The present generation micromachines which fall in the category of nanomachnes in the sense that they are made by molecular technology are currently synthesized by means of chemical reactions. As of now, chemical synthesis is conducted almost exclusively in solution, where reagent molecules move by diffusion and encounter one another in random positions and orientations.
The prominent synthesizing techniques can be classified as follows-

1. Solution-phase synthesis
2. Enzymatic synthesis
3. Mechanosynthesis
4. Biosynthesis

Solution-phase synthesis poses familiar problems of reaction specificity.
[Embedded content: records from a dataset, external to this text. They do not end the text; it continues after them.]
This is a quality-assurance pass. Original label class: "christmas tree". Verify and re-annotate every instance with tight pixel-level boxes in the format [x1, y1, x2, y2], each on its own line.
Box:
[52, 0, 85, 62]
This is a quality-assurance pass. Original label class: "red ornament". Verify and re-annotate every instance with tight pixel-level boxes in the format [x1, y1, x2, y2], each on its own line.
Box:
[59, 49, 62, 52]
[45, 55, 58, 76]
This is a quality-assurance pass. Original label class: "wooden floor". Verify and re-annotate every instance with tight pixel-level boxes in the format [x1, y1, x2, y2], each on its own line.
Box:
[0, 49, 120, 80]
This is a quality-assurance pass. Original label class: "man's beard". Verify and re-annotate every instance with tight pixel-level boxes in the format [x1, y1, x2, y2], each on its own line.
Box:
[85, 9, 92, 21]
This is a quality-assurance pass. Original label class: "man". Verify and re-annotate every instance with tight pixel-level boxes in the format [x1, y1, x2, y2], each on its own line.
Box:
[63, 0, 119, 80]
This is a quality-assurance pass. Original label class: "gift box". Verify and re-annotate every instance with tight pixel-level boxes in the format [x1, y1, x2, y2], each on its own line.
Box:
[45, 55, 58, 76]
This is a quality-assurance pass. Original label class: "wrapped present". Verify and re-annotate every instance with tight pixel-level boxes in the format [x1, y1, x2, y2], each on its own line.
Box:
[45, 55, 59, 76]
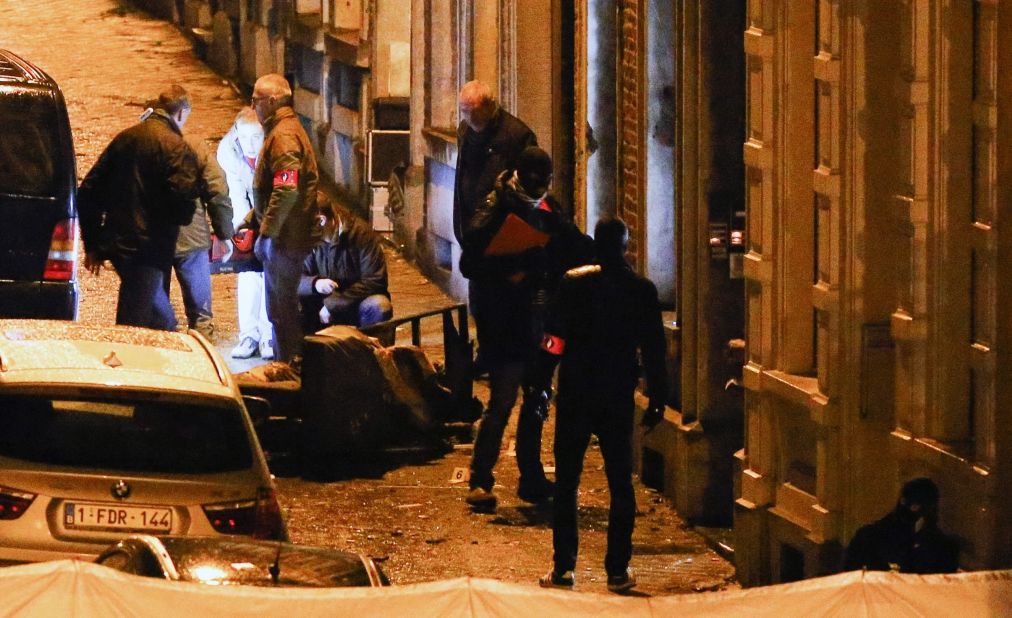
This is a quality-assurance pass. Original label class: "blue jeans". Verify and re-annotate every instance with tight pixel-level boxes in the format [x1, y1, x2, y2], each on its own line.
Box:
[302, 294, 394, 333]
[253, 236, 310, 362]
[165, 250, 214, 336]
[111, 256, 176, 331]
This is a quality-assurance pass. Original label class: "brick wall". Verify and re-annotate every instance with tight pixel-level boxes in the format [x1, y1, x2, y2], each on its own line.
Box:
[617, 0, 646, 266]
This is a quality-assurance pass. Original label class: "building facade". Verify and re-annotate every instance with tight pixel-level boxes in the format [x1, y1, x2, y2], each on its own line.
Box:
[735, 0, 1012, 585]
[134, 0, 1012, 585]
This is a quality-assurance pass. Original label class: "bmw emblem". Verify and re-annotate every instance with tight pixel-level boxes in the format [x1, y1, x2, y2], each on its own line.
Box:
[112, 478, 131, 500]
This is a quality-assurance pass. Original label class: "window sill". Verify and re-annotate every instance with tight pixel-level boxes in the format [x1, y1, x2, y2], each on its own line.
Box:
[422, 126, 456, 168]
[892, 428, 991, 476]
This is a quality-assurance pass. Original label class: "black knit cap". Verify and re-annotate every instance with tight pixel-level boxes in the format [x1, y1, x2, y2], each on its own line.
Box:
[516, 146, 552, 178]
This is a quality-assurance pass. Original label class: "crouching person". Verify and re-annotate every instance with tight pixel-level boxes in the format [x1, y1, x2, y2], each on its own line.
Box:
[299, 194, 394, 333]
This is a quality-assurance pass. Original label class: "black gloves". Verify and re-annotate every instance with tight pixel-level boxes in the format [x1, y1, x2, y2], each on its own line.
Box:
[640, 401, 664, 431]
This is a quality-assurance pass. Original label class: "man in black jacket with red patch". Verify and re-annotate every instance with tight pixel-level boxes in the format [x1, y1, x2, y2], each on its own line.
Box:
[77, 85, 203, 331]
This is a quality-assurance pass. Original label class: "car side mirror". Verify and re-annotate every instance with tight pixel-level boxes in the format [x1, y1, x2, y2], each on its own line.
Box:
[243, 394, 270, 427]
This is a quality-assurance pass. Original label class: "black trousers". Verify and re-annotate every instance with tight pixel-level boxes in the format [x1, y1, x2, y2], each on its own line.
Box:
[470, 361, 545, 491]
[552, 387, 636, 576]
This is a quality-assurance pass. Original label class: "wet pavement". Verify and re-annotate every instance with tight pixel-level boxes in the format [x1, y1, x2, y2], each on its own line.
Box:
[0, 0, 737, 595]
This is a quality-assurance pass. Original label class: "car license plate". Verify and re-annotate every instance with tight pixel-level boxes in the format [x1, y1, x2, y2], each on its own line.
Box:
[64, 503, 172, 532]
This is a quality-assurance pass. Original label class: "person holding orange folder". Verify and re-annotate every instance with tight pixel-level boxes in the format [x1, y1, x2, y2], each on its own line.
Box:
[460, 146, 578, 509]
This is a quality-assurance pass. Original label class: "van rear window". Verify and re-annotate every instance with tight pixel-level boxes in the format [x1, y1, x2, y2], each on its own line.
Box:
[0, 396, 253, 474]
[0, 96, 61, 195]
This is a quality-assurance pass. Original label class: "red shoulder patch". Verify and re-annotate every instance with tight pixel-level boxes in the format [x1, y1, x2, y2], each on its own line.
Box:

Although many small-molecule reactions proceed cleanly and have high yields, large molecules with many functional groups present multiple potential reaction sites and hence, can be converted into multiple products.

Although a spectrum of intermediate cases can be identified, enzymatic synthesis differs significantly from the standard solution-phase model. Enzymatic reactions begin with reagent binding, which places molecules in well-controlled positions and orientations. The resulting high effective concentrations resulting high reaction rates.